1.   While Barrientes's testimony is that he received the video in an anonymous e-mail, it is unclear whether this was actually how Barrientes obtained it. For example, Elliott “reported to [the Office of Inspector General]” that Barrientes had downloaded the video himself from Abbt's personal laptop. However, the source of the video is irrelevant to Abbt's claims, which stem from actions taken after Barrientes possessed the video.

2.   Barrientes testified that he did not remember Sciortino being present when Barrientes showed the video to Elliott.

3.   This decision was made by the Fire Fighters' & Police Officers' Civil Service Commission after a determination that Abbt “had a medical impairment” that could not be accommodated.

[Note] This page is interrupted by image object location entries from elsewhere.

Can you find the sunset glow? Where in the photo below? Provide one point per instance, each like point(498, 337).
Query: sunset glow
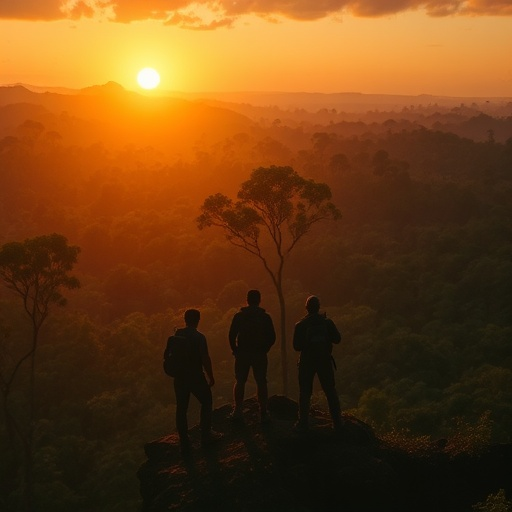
point(366, 48)
point(148, 78)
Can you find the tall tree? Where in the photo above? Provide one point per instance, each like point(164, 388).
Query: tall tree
point(282, 205)
point(36, 270)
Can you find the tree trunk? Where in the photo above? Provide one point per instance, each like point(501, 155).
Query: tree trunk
point(284, 354)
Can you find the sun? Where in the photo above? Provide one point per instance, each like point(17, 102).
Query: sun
point(148, 78)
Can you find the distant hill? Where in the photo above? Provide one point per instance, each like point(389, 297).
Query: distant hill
point(112, 115)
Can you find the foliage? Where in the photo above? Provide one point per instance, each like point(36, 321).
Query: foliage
point(285, 206)
point(497, 502)
point(417, 277)
point(468, 438)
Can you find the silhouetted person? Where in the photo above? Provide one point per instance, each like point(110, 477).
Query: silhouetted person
point(251, 336)
point(313, 338)
point(195, 362)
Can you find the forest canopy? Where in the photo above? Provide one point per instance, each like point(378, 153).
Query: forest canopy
point(417, 274)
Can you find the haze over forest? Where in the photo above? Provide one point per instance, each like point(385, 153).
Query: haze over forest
point(417, 273)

Abbt was told that she could reapply should her medical condition improve.

4.   Elliott retired from the Fire Department in lieu of serving his suspension.

5.   We additionally note that, at bottom, Title VII exists to “root out discrimination in employment.” EEOC v. Shell Oil Co., 466 U.S. 54, 77, 104 S.Ct. 1621, 80 L.Ed.2d 41 (1984); see also Burlington Indus. v. Ellerth, 524 U.S. 742, 764, 118 S.Ct. 2257, 141 L.Ed.2d 633 (1998); McKennon v. Nashville Banner Publ'g Co., 513 U.S. 352, 358, 115 S.Ct. 879, 130 L.Ed.2d 852 (1995). That purpose would be ill-served should we state that, as a rule of law, objectively harassing and humiliating actions, if successfully hidden for a period of time, automatically become unactionable.

1.   And as if we needed another creepy fact about this case: Our decision today is only the latest addition to a string cite of “peeping tom” cases under Title VII. See, e.g., Liberti v. Walt Disney World Co., 912 F. Supp. 1494 (M.D. Fla. 1995); Ciesielski v. Hooters of Am., Inc., 2004 WL 1699020 (N.D. Ill. July 28, 2004); Cottrill v. MFA, Inc., 443 F.3d 629 (8th Cir. 2006); Edwards v. Murphy-Brown, L.L.C., 760 F. Supp. 2d 607 (E.D. Va. 2011).